Making Our Transportation System Better, Not Worse
A local elected official submitted a post to my “Next Door” neighborhood email list regarding local traffic calming. I sent a note to him to thank him for doing that. I told him I was grateful for his work to improve the safety and quality of life in neighborhoods by designing streets to slow down motor vehicles.
I then went on to say that I’ve been working in transportation planning for 40 years, and am a strong supporter of designing streets for slower, more attentive driving.
Having said that, I went on to say that I dislike speed humps. I tipped my hat to him for his pointing out that humps are a problem for emergency vehicles. I added to that by reminding him that in addition, humps increase neighborhood noise pollution, damage passenger vehicles (even if they are slower-moving), and create problems for cyclists.
I believe, I said, hump installation in Greenville (the city I live in) should end, and existing humps removed.
There are far better ways to slow vehicles.
The cheapest, quickest, and easiest way to slow vehicles is to allow or install on-street parking on the many local streets that currently do not allow such parking – preferably with attractive landscaped bulb-outs that create parking “pockets.”
Other desirable, affordable, quick options are reducing the width of travel lanes, removing turn lanes (at a minimum, by converting double-left turns to single-left turns), replacing continuous left-turn lanes with raised medians, and shrinking road width with road diets (i.e., removing travel and turn lanes).

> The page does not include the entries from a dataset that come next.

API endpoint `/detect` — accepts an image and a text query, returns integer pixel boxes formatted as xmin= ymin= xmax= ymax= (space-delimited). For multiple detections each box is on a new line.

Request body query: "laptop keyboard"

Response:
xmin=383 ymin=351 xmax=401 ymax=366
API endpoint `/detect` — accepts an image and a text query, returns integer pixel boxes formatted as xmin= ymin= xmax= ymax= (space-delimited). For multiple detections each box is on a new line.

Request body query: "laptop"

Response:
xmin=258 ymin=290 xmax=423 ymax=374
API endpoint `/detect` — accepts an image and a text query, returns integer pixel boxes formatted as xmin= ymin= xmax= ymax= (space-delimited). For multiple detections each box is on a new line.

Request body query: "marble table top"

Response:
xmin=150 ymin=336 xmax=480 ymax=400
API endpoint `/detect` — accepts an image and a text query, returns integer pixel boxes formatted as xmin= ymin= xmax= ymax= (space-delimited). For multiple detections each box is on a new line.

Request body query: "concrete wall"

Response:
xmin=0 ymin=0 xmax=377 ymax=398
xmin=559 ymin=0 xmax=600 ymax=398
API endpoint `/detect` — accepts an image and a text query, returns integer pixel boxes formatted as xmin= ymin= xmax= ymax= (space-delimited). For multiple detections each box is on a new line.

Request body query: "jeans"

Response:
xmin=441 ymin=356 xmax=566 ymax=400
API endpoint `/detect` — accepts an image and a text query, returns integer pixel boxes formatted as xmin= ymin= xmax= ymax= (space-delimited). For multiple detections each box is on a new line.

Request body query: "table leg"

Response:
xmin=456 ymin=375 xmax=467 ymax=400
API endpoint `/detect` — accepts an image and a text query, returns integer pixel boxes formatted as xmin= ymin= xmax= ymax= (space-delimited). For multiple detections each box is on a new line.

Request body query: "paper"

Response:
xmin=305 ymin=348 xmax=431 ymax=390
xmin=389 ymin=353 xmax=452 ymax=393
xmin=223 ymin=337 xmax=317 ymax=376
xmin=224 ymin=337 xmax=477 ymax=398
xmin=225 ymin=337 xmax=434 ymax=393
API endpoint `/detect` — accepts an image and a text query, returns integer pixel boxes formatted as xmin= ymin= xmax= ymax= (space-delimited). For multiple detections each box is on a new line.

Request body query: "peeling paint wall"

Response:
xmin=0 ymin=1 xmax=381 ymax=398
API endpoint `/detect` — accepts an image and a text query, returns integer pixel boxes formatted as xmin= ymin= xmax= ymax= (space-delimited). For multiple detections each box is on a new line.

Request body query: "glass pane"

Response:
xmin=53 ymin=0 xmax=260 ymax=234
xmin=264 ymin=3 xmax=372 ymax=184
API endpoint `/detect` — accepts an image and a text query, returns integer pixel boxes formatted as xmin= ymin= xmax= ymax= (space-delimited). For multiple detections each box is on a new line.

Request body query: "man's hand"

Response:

Another helpful strategy is traffic circles and roundabouts – both of which should be mountable so they are less of an obstacle to emergency vehicles.
An important but too often neglected strategy is to use human-scaled street elements to signal to motorists that they are in a low-speed environment. This involves reducing the height of street signs and street lights. It also means planting trees to create a street tree canopy. In addition, we need to replace highway-oriented “mast arm” intersection traffic signal lights and lights that hang well above the intersection with human-scaled post-mounted signals. Gateway features at neighborhood entrances – such as decorative wrought iron archways -- can also help.
I know of nothing that more effectively and affordably improves a city and its neighborhoods than designing streets and roads for slower, more attentive driving. We have an obligation, I pointed out to my elected representative, to advance this objective more vigorously.
The first step is to stop our increasingly unaffordable, century-long efforts to make our transportation system worse. Efforts that have focused on speeding up motor vehicles, maximizing how many motor vehicles can be accommodated, and applying socialist economics to motoring.
That is, having society pay for motor vehicle driving and parking, rather than the motorist. Socialism for motorists is the root cause of much of our transportation woes.